TSMC commenced mass production of its 3-nanometer process in 2022, with profitability realized starting from the third quarter of 2023. By the fourth quarter of 2023, the 3-nanometer process contributed to 15% of wafer revenue, and its revenue share has been steadily increasing.

According to TrendForce, the foundry market is expected to grow by 7% in 2024, largely attributed to TSMC’s ramp-up of its 3-nanometer process. This has further increased TSMC’s market share.

During the earnings call in the fourth quarter of 2023, TSMC announced that its 2-nanometer process (N2) would utilize Nanosheet transistor structures. It is anticipated that N2 will commence mass production in 2025, leading the industry in terms of density and energy efficiency.

The N2 backside power delivery solution is slated for release in the latter half of 2025 and is expected to enter mass production in 2026, primarily targeting the High-Performance Computing (HPC) sector.

Furthermore, due to the current high demand for 2-nanometer processes from all AI innovators worldwide surpassing that for 3-nanometer processes, almost all AI innovators are collaborating with TSMC on 2-nanometer process technology. The main applications are primarily focused on high-performance computing (HPC) and smartphones.

Consequently, TSMC has announced plans to expand its production capacity for 2-nanometer processes. Originally, two 2-nanometer fabs were planned for the Kaohsiung facility, but now consideration is being given to constructing a third 2-nanometer fab.

• Samsung

Samsung commenced mass production of its 3-nanometer process in June 2022. According to the latest industry reports, Samsung has developed a “second-generation 3-nanometer” process, renamed as “2-nanometer”, with plans for mass production before the end of this year.

At the 2023 Samsung Foundry Forum, Samsung Electronics unveiled the latest roadmap for its 2-nanometer process. Samsung Electronics President and Head of Foundry Business, Siyoung Choi, disclosed that Samsung will first mass-produce 2-nanometer chips for mobile terminals starting from 2025. Subsequently, in 2026, the technology will be applied to high-performance computing (HPC) products, followed by expansion to automotive chips by 2027.
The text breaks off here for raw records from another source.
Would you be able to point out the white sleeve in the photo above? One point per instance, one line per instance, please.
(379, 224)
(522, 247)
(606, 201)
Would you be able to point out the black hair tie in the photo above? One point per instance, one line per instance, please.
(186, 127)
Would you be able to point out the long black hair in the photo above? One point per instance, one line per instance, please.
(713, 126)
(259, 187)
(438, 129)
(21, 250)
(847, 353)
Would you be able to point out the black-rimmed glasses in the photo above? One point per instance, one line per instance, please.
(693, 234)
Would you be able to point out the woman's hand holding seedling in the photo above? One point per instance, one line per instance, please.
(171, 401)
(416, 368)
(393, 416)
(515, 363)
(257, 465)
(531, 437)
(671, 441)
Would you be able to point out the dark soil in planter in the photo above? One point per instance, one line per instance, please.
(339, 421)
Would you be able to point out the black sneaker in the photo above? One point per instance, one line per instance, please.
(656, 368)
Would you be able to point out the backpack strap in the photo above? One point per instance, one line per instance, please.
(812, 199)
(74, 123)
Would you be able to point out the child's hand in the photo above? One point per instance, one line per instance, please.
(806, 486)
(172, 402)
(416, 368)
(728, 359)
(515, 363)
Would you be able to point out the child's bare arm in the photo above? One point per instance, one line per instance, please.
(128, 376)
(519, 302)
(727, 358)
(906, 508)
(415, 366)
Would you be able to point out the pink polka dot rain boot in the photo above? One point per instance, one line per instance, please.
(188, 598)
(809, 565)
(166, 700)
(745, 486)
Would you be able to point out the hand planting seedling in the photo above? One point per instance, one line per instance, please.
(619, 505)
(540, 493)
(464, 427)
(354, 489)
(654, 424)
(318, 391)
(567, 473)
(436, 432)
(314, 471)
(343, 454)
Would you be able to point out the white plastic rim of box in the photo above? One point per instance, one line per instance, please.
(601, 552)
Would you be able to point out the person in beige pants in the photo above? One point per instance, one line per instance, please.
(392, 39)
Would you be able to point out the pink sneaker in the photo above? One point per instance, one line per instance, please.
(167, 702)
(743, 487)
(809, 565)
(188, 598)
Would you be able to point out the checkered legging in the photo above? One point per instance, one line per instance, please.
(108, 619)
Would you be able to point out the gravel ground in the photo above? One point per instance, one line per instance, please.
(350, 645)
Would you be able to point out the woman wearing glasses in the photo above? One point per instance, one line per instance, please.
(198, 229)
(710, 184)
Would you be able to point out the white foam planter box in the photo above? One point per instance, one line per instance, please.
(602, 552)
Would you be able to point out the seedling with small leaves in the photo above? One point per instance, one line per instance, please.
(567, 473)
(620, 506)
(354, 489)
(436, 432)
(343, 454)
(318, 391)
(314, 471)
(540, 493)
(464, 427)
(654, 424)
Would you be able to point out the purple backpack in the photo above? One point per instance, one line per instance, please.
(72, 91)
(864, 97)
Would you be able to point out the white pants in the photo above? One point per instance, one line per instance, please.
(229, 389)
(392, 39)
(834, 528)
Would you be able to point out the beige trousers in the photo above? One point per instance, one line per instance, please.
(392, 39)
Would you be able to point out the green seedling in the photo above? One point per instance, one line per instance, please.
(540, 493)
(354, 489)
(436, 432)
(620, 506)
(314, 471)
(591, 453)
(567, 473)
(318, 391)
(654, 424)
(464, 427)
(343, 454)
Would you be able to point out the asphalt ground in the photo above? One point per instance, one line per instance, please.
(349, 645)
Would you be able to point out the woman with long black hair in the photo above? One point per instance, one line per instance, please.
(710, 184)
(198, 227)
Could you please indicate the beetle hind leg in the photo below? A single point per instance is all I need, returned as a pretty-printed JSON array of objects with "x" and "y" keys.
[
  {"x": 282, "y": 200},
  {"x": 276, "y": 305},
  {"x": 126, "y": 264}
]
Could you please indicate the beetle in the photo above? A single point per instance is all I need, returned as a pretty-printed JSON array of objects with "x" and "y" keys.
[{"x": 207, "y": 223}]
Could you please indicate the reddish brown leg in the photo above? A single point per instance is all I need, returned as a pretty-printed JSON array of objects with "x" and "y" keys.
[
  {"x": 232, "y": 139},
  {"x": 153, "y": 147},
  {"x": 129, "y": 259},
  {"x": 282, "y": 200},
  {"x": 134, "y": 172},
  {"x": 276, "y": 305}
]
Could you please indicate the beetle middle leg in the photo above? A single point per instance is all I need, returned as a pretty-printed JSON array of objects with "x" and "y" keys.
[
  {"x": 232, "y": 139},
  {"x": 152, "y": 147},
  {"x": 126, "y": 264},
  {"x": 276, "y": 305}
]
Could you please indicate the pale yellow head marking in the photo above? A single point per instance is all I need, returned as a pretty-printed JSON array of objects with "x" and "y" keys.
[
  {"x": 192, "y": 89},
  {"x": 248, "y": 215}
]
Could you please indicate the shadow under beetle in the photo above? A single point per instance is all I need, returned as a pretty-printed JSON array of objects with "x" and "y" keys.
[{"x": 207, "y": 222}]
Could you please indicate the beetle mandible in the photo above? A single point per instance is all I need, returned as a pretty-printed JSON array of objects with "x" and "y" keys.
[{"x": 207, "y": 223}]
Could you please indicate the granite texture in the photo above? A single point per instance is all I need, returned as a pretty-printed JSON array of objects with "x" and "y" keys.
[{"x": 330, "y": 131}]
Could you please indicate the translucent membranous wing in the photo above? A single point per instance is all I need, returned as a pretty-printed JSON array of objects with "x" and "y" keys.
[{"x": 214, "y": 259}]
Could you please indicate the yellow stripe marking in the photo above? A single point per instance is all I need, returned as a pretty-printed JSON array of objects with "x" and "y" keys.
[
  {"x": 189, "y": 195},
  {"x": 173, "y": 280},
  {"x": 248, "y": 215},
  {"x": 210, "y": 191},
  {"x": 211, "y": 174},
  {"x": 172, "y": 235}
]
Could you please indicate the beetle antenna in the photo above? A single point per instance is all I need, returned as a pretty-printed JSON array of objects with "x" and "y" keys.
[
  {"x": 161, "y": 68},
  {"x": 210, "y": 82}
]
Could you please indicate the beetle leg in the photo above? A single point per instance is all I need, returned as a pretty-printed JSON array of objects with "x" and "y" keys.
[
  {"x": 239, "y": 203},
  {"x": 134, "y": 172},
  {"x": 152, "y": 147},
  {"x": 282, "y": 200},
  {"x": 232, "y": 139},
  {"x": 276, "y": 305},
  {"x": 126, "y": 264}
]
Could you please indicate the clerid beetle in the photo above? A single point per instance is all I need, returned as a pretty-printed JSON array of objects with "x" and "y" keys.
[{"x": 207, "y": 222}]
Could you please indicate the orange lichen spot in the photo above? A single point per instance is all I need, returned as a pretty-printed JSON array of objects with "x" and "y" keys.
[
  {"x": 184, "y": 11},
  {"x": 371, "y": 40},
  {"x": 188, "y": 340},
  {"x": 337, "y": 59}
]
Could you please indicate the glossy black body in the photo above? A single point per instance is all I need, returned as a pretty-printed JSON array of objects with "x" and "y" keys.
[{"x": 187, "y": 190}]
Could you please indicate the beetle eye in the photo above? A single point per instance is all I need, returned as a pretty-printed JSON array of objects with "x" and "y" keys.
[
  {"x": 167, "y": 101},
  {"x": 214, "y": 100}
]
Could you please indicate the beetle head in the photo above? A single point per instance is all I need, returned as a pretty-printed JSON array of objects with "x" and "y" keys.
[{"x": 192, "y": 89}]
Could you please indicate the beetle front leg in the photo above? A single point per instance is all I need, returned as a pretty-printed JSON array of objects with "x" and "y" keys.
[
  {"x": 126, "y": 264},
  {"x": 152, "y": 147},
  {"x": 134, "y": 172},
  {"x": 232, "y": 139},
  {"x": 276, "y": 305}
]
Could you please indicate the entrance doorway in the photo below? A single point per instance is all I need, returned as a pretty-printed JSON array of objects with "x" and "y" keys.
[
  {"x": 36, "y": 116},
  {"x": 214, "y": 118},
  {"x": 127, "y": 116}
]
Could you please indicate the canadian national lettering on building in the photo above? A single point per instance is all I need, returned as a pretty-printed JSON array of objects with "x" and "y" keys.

Unlike TSMC, which opted for Gate-All-Around (GAA) structure at the outset of its 2-nanometer process, Samsung has been utilizing GAA structure since its 3-nanometer process. This suggests that Samsung may have more experience in new structures compared to TSMC, thus giving Samsung an advantage in its 2-nanometer node.

In the past, when Samsung Electronics transitioned from 7-nanometer to 5-nanometer process technology in 2020, the second generation 7-nanometer process technology was renamed as 5-nanometer process technology.

Samsung Electronics’ 7-nanometer process technology became the world’s first to use Extreme Ultraviolet (EUV) lithography in 2019, making it more stable and enabling the company to further shrink transistor sizes. This was also the reason for renaming the second generation 7-nanometer process to 5-nanometer process at that time.

A report from the Business Korea has indicated that Samsung Electronics recently secured an order from the Japanese AI startup Preferred Networks (PFN) to produce semiconductors based on the 2-nanometer process.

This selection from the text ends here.